Señales de riesgo y diferencias de género
En lo que respecta a salud mental, cuatro de cada diez estudiantes muestran signos de riesgo de depresión, más de un tercio reporta somnolencia diurna elevada, tres de cada diez presentan ansiedad, y uno de cada cuatro encaja con patrones de uso adictivo del smartphone. Aunque estos no son diagnósticos médicos, son alertas prioritarias.

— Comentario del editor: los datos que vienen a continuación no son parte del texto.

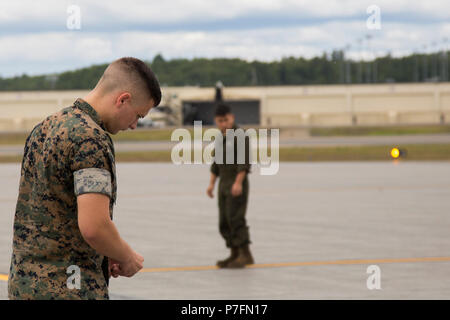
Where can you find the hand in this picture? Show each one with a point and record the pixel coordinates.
(236, 189)
(130, 267)
(210, 191)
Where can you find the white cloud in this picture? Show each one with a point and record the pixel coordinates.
(34, 38)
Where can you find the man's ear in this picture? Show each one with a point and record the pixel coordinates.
(122, 99)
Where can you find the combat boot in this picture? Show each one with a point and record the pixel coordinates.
(233, 254)
(244, 258)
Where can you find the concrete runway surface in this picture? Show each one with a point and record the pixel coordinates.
(284, 143)
(315, 227)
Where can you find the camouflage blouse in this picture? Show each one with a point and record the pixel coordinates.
(69, 153)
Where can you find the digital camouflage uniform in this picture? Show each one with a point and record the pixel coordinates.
(67, 154)
(232, 223)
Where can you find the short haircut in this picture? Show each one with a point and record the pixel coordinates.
(131, 74)
(222, 110)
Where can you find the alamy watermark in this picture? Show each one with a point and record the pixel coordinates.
(374, 280)
(214, 151)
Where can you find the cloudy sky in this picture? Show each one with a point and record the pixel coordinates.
(43, 36)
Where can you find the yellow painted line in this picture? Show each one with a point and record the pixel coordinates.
(311, 263)
(4, 277)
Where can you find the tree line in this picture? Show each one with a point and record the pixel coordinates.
(333, 68)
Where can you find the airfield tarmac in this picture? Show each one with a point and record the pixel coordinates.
(315, 227)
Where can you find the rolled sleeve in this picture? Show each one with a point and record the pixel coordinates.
(91, 167)
(92, 180)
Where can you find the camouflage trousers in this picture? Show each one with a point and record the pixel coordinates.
(232, 222)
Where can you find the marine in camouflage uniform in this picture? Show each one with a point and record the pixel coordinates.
(232, 209)
(68, 154)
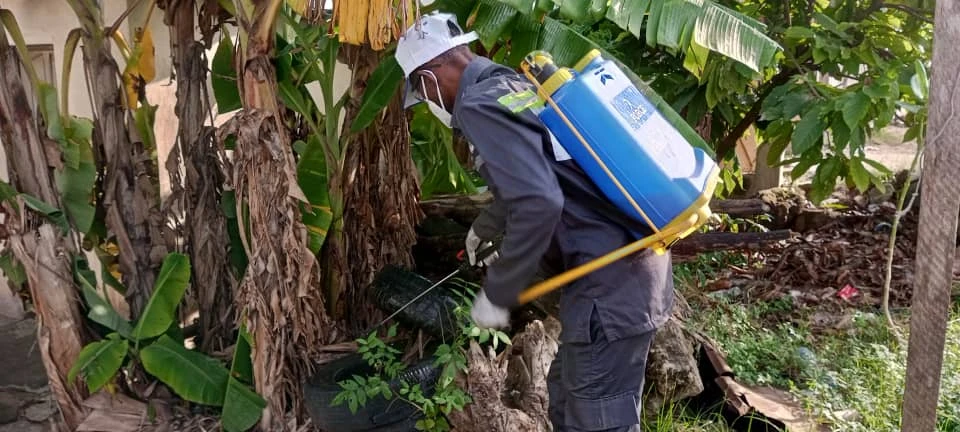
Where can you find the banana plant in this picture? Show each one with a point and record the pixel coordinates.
(155, 340)
(684, 27)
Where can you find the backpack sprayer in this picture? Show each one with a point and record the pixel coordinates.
(628, 149)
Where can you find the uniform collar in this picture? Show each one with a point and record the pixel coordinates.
(479, 69)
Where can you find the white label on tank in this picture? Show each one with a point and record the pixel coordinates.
(658, 137)
(559, 153)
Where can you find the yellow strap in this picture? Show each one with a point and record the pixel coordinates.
(583, 141)
(568, 276)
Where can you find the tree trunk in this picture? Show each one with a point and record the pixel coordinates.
(509, 390)
(938, 230)
(199, 193)
(44, 253)
(381, 192)
(278, 295)
(130, 187)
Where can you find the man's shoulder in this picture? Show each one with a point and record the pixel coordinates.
(497, 91)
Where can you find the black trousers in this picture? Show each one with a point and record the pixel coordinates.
(597, 386)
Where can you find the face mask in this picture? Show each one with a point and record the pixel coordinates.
(439, 111)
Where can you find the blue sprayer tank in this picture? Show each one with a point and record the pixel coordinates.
(666, 177)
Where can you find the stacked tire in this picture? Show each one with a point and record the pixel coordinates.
(433, 313)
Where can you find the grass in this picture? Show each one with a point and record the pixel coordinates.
(852, 379)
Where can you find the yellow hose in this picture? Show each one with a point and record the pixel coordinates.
(575, 273)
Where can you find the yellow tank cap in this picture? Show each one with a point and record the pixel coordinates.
(594, 53)
(556, 80)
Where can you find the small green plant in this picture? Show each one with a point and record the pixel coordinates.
(450, 357)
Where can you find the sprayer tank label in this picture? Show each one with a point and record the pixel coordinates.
(656, 134)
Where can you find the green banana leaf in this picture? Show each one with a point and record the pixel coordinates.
(312, 177)
(192, 375)
(101, 311)
(382, 87)
(161, 310)
(99, 361)
(241, 405)
(674, 24)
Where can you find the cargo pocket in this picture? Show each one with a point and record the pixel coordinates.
(599, 414)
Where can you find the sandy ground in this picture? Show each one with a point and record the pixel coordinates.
(886, 146)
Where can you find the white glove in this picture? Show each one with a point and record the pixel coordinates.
(472, 246)
(488, 315)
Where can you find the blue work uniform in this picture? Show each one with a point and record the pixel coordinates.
(553, 217)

La disparidad de género es destacable. Casi la mitad de las chicas alcanzan el umbral de alerta por depresión, comparado con poco más de una cuarta parte de los varones. En términos de ansiedad, la diferencia es mayor: cuatro de cada diez estudiantes mujeres están en riesgo, en contraste con menos de dos de cada diez estudiantes varones. Se recomienda desarrollar estrategias de apoyo que consideren esta desigualdad.
El uso excesivo de celulares entre los jóvenes incrementa el riesgo de desarrollar problemas como depresión y ansiedad.
El análisis muestra que la situación personal de cada joven impacta en su salud, pero también se observó que a medida que avanzan en secundaria, el entorno escolar influye más en su bienestar emocional. La carga académica, el ambiente de convivencia y la cultura institucional dejan huellas que se acumulan.
Iniciativas de las familias
Ante este panorama, se ha promovido la campaña Compromiso Familiar por Estudiantes sin Celular, que cuenta con más de 107,000 acuerdos en 1,300 instituciones. El enfoque es sencillo y poderoso: lograr que las familias de un curso acuerden no permitir el uso de smartphones hasta que los niños comiencen la secundaria y limitar el acceso a redes sociales hasta los 16 años. Cuando ocho familias de un curso acuerdan, se formaliza como un compromiso escolar.
Mercedes Miguel lo resume brevemente: al unirse las familias, la presión social disminuye y las relaciones se protegen mejor. Comentó que, al prohibir los celulares en las aulas, observaron en los estudiantes una especie de síndrome de abstinencia cuando llegaban a casa, compensando el tiempo no utilizado. También indicó que las redes sociales tienen una gran desventaja para las familias, dado que sus algoritmos hacen que los usuarios se enganchen fácilmente, un obstáculo difícil de superar en el ámbito familiar.
Un aspecto que las autoridades destacan es que ni el Ministerio ni las escuelas actúan como supervisores de estos acuerdos: no se verifica el cumplimiento en cada hogar. La idea es proporcionar una estructura para que las familias no enfrenten esta batalla solas, con talleres, recursos y una plataforma para firmar el compromiso junto a otros padres del mismo colegio. A esto se agregan otras medidas en curso, como aulas libres de celulares, filtros de contenido en redes escolares, el bloqueo de Roblox y sitios de apuestas, y campañas como “Aprendé a Desconectar”, para devolver al recreo el entorno de interacción presencial y conversación.
El informe deja claro que el problema no se soluciona solo contabilizando las horas de pantalla, sino analizando cómo se relaciona cada joven con su celular y qué papel desempeña en su vida diaria. Es un diálogo complejo para muchas familias, ya que también involucra a los adultos con sus propios hábitos frente a la pantalla, pero sigue siendo indispensable. Y los más de cien mil acuerdos firmados hasta ahora indican que un número creciente de familias en la Ciudad está listo para enfrentarlo.